BB Single Leg Squats

Hi folks
I have just started doing single leg squats with a barbel and my spare leg on a bench behind me. I have started doing these because we dont have any sort of squat rack and it was starting to get silly taking the weight over my head after doing 5x5. So i decided that i could cut the weight in half that i put over my head and onto my shoulders by changing to single leg squats.

The issue is that on a normal squat i could go pretty low, not quite atg but quite close - Now while doing single leg squats, with my right leg i can go right down but my left leg is rubbish and is no where near.

How can i even them up?
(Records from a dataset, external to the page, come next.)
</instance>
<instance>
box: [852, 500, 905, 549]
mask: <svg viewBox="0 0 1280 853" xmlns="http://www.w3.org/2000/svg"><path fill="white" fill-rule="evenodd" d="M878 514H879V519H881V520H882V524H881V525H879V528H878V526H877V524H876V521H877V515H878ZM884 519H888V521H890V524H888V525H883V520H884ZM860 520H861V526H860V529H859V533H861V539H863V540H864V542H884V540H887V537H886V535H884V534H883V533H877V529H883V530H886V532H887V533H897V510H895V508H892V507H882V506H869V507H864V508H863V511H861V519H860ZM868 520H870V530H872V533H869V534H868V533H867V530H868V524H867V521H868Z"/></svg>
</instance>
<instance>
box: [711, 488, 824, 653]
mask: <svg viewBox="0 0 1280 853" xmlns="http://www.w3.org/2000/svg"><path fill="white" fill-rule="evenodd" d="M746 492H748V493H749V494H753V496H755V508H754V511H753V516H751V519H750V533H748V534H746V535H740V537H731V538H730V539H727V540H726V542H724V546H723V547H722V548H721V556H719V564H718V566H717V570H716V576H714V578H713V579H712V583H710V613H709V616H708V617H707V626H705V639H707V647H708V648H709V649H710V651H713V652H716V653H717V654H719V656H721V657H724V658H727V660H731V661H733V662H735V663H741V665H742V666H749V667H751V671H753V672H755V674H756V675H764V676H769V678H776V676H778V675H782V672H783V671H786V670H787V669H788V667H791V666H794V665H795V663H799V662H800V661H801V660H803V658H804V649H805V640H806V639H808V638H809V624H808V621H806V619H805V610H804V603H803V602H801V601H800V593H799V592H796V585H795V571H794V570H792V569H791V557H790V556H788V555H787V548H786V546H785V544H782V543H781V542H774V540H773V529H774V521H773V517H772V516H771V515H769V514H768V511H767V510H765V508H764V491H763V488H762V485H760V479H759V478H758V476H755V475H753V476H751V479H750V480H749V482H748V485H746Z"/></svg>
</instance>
Should i do me left leg with a lower weight or will it just take some time to come up to par with my right leg?

Thanks in advance
Ken

Do pistols instead of bulgarian split squats.

walking lunges work well too

How deep can you go with each leg with very light weights? It’s not a balance/flexibility issue is it?

[quote]kennyken wrote:
I have started doing these because we dont have any sort of squat rack and it was starting to get silly taking the weight over my head after doing 5x5.[/quote]

Side note - Learn to power clean, so you can front squat and/or lunge with the bar in the rack position. Those are solid exercises for the squat rack-less.

Mike Boyle, the Boston back squat basher, strikes again! Dun-dun-dunnnnnnnnnnnnnn.

(Just kidding. Boyle’s the man.)

Like Rhino said, how many with each leg can you do with zero weight?

That should be step one before you use any weight on pretty much any exercise. If you can’t do it with zero, then you certainly can’t do it with 45, 95, or 155 on your back.

Generally, to address bilateral discrepancies (when one arm/leg is much stronger than the other), I suggest doing whatever sets and reps fit your program, but cater the weight you use to the weaker side.

So, in this case (assuming you’re able to do plenty with no resistance), do the 5x5 or whatever for both legs, but train each leg with whatever weight that the left can handle. Your right will essentially be put on “maintenance” while the left is really challenged.

Messing around with “this leg uses this weight/sets/reps but this other leg uses this weight/sets/reps” is too difficult to track and predict with any real degree of accuracy. How much is too much? How light is light enough? Avoid the whole situation by catering to the weaker side… which will turn it into the not-weaker side much sooner.

[quote]TheDudeAbides wrote:
walking lunges work well too[/quote]

This was going to be my suggestion as well.